On trie, on jette on prend des résolutions, on se lance dans de grands travaux :

a Vous profitez de l’absence de vos voisins pour faire une douche italienne dans votre salle de bain, changer votre cuisine en bois et inox pour une superbe laquée noire et remplacez votre canapé en toile grise par son frère en cuir fauve trop beau.

b Prévoyante, vous avez rapporté dans vos bagages de quoi donner à votre intérieur une touche de nouveauté, sous le signe du dépaysement : vos poteries espagnoles iront à merveille avec votre paravent japonais, votre mobilier balinais, votre plaid népalais, vos coussins russes et vos lanternes marocaines.

c Vous pleurez de bonheur à la vue du catalogue Ikea 2009 dans votre boîte aux lettres.

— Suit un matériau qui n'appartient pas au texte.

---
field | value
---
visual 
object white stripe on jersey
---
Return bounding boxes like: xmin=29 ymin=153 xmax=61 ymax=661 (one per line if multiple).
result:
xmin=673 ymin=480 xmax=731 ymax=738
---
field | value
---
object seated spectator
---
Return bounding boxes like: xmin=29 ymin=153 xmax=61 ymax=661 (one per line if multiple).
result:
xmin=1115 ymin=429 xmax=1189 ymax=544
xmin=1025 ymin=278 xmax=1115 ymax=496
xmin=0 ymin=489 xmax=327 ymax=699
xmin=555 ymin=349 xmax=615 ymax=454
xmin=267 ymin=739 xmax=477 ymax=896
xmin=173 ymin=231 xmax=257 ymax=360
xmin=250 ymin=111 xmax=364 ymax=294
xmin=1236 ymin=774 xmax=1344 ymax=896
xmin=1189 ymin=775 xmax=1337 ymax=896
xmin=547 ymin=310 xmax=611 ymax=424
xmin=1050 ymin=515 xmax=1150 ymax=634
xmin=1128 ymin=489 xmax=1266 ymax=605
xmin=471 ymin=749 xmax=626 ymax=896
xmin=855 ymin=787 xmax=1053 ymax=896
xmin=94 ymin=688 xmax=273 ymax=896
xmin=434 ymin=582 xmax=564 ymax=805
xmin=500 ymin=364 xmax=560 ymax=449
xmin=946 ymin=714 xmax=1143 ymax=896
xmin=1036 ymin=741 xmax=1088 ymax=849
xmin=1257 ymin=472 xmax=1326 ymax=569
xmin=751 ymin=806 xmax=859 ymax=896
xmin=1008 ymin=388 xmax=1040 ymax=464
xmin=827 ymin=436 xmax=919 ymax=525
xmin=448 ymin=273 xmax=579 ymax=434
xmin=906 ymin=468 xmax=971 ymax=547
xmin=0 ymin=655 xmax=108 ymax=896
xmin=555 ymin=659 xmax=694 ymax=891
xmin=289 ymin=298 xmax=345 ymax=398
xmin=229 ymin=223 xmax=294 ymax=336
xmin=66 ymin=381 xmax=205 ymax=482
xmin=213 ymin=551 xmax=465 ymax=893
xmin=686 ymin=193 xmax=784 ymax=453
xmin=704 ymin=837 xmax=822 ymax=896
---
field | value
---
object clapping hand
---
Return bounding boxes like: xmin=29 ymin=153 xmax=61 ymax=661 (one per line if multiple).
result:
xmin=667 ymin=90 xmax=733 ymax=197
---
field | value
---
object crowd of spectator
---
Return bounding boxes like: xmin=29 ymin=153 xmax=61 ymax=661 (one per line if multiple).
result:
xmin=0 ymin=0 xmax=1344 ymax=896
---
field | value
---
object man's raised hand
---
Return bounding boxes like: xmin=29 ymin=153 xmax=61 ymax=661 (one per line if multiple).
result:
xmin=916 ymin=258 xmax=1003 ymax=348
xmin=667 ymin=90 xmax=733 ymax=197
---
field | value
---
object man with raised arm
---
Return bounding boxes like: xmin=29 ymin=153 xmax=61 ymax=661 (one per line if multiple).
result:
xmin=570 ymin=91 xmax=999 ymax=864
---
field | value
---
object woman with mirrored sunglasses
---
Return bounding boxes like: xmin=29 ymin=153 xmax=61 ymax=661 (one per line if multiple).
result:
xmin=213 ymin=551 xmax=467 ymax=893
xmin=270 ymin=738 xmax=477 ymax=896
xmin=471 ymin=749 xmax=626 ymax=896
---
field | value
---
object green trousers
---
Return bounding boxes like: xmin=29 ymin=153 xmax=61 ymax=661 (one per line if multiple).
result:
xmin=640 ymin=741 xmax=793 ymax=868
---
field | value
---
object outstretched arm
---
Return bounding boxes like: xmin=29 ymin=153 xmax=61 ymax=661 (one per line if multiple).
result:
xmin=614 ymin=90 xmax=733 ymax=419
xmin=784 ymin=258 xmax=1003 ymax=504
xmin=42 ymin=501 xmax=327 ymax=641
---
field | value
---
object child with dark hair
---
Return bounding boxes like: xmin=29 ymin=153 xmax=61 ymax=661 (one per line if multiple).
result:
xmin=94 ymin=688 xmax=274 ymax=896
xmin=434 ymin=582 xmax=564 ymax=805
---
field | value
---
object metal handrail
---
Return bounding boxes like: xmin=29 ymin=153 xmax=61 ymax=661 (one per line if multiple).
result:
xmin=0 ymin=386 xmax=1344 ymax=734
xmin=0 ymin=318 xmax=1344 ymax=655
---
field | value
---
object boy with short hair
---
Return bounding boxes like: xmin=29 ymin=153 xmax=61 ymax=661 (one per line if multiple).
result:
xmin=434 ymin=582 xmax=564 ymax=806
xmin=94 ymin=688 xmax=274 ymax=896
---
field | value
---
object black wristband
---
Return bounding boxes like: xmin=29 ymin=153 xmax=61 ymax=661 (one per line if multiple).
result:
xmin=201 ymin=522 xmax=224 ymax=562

Vous dégottez une voiture et passez une journée merveilleuse au paradis suédois du cadre photo, du coussin rigolo et de la housse de couette.

d Plutôt que de changer de déco, vous souhaitez carrément changer d’appart et vous lancez dans la quête du Saint-Graal : un appart sous les toits avec balconnet et vue sur le Père Lachaise.

15) Enfin le 25 août ! Paris sort de sa torpeur ! C’est bientôt la rentrée !

a Tout compte fait, vous vous êtes accommodée de la vie paisible du mois d’août. Vos copines sont de retour, bronzées, amoureuses, écoeurantes ! Maintenant, vous sursautez à chaque sirène de pompier et serrez les dents, au bord des larmes, dans les transports en commun. Heureusement Joe le plagiste va vous rendre visite et rien que pour ça vous tenez le coup.

b Vous achetez le Elle spécial mode, vous changez de bistrot préféré pour le punir d’avoir fermé tout le mois d’août, vous retrouvez votre bande, vous délaissez un peu votre amour des semaines de torpeur; et vous avez votre premier accrochage sérieux depuis des semaines avec une mémé dans le bus : vive la rentrée !

c Comme ils sont mignons ces petits parisiens qui prennent le chemin de l’école avec leur gros cartable d’une tonne ! Comme c’est chou ces petites robes chez Monop’ ! Comme c’est typique cette foule collée-serrée dans le métro et ces hommes qui jouent de l’orgue de Barbarie devant les Galafs avec des petits chats sous Lexomil !

d Ca y est c’est la rentrée. Vous avez tellement bossé au mois d’août que votre enthousiasme est quelque peu émoussé. Mais bon, vous êtes au carré concernant l’actualité culturelle, les nouvelles tendances, les lieux où il faut être. Avec un peu de chance et votre boss à vos pieds et dans votre lit, vous aurez peut-être de l’avancement d’ici décembre. Pour fêter ça vous mettez carrément votre nouveau manteau long.